Adjusted associations between food cravings, dietary quality, and obesity are presented in Table 4. Fast food cravings were negatively associated with HEI total score (p = 0.01) and fruit/vegetable cravings were positively associated with HEI total score in adjusted models (p = 0.003, Table 4). There were no other significant associations between craving scores and dietary quality or BMI z-scores.

Table 4.

Beta Coefficients for the Associations of Food Cravings with Dietary Quality and Obesity in Adolescents (n = 256)^.

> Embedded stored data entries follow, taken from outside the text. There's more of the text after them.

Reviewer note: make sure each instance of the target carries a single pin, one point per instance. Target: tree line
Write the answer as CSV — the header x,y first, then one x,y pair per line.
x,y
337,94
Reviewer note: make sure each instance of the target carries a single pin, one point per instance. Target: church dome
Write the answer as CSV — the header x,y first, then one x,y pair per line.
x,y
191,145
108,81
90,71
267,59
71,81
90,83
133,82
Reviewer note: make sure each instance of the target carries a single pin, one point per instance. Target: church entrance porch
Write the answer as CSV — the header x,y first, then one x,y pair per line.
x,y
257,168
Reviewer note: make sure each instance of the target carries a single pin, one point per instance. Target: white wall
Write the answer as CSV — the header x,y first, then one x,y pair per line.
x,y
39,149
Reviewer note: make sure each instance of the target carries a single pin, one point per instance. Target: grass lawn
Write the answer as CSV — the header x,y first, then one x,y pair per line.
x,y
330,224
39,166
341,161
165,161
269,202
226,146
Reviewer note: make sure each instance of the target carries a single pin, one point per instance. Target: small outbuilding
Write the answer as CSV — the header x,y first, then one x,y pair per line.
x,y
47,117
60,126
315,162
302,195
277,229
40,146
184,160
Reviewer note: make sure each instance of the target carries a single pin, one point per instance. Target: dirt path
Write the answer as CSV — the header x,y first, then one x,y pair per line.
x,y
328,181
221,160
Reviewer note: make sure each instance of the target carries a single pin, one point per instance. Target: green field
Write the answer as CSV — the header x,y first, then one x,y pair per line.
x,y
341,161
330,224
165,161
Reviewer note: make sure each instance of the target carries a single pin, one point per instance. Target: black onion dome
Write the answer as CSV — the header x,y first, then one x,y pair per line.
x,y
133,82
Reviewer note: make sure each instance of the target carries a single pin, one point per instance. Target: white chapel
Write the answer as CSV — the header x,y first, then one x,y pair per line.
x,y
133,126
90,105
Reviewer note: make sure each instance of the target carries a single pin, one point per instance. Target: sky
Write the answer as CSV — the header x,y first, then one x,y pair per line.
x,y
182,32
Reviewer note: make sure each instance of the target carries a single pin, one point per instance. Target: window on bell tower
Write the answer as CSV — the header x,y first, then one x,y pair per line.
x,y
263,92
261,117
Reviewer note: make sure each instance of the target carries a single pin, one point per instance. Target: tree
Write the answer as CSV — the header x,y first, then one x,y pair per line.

HEI Total Score Energy Intake BMI Z-Score Obesity #
Beta SE p-Value Beta SE p-Value Beta SE p-Value Beta SE p-Value
High Fat −0.37 0.95 0.69 93.40 60.9 0.12 0.05 0.09 0.57 −0.04 0.18 0.80
Sweets −0.33 0.80 0.67 81.0 50.8 0.11 −0.15 0.08 0.06 0.16 0.15 0.28
Carbohydrates/Starch −0.29 0.93 0.75 20.5 59.9 0.73 0.07 0.09 0.45 −0.05 0.18 0.74
Fast Food −1.92 * 0.80 0.01 34.7 51.8 0.50 0.04 0.08 0.63 0.009 0.15 0.95
FCI-28 −0.86 1.05 0.41 88.28 67.2 0.18 −0.02 0.10 0.82 0.04 0.20 0.81
Fruit/Vegetable 2.49 * 0.84 0.003 3.16 54.55 0.95 0.02 0.08 0.74 −0.05 0.16 0.73
FCI-33 −0.18 1.12 0.87 85.8 71.5 0.23 −0.01 0.11 0.89 0.03 0.21 0.88

^ Assessed using generalized linear regression. Adjusted for age, sex, race, in-school/out of school status, and MVPA (minutes), # Assessed using logistic regression, with adjustment for age, sex, race, in-school/out of school status and MVPA (minutes). * p < 0.029.

3.4. Sensitivity Analysis

A sensitivity analysis was performed on those with complete dietary data (3 dietary recalls; n = 137). This sub-sample included significantly more males (63.7%, p = 0.01), more White adolescents (61.7%, p = 0.01) and reported higher energy intake (1914 ± 760, p = 0.001) compared to the remainder of the sample. The sub-sample did not differ on other demographic, sleep, craving, dietary quality or weight variables. The sensitivity analysis confirmed results of the main analysis, though four relationships became non-significant. In independent models, sleep duration (β = 0.98, SE = 0.94, p = 0.29), meeting the sleep duration guidelines (β = 1.82, SE = 1.88, p = 0.32), and fast food cravings (β = −1.83, SE = 1.04, p = 0.08) were no longer significantly associated with HEI total score. Sleep duration was no longer associated with BMI z-score (p = 0.55). Additionally, an association was found between sleep efficiency and high fat cravings (β = −11.56, SE = 4.95, p = 0.02), and total cravings (β = −9.63, SE = 3.94, p = 0.01). Further negative associations were found between sleep variability with sweet (p = 0.02) and fast food cravings (p = 0.01), but no longer associated with energy intake (p = 0.20). Having a late bedtime with less frequent fruit/vegetable cravings (p = 0.01). In sum, sleep duration was no longer significant, though relationships between other sleep parameters with food cravings and energy intake persisted. However, there was still no evidence of a mediation model between sleep, food cravings, dietary intake/quality, and obesity.

3.5. Mediation Model

No specific sleep parameter was associated with both cravings and dietary quality or BMI z-score. Therefore, there was no evidence for a consistent association between a specific sleep variable, craving, and dietary quality or between sleep, craving, and obesity, and thus the mediation models proposed a priori were not performed.

4. Discussion

In this cross-sectional study of adolescents, better sleep efficiency was associated with less food cravings for several food groups. Sleep duration, meeting the sleep duration guidelines, and fruit/vegetable cravings were positively associated with dietary quality, while fast food cravings were negatively associated with dietary quality. Similar to previous studies using self-report [6,19], longer sleep duration was associated with lower BMI z-scores. Because of a lack of consistent associations among variables, it was not possible to test a mediation model linking sleep, craving, and dietary quality or obesity. Sleep was related to cravings, dietary quality, and weight through differing mechanisms, reinforcing the need for adequate quality and quantity of sleep in adolescence.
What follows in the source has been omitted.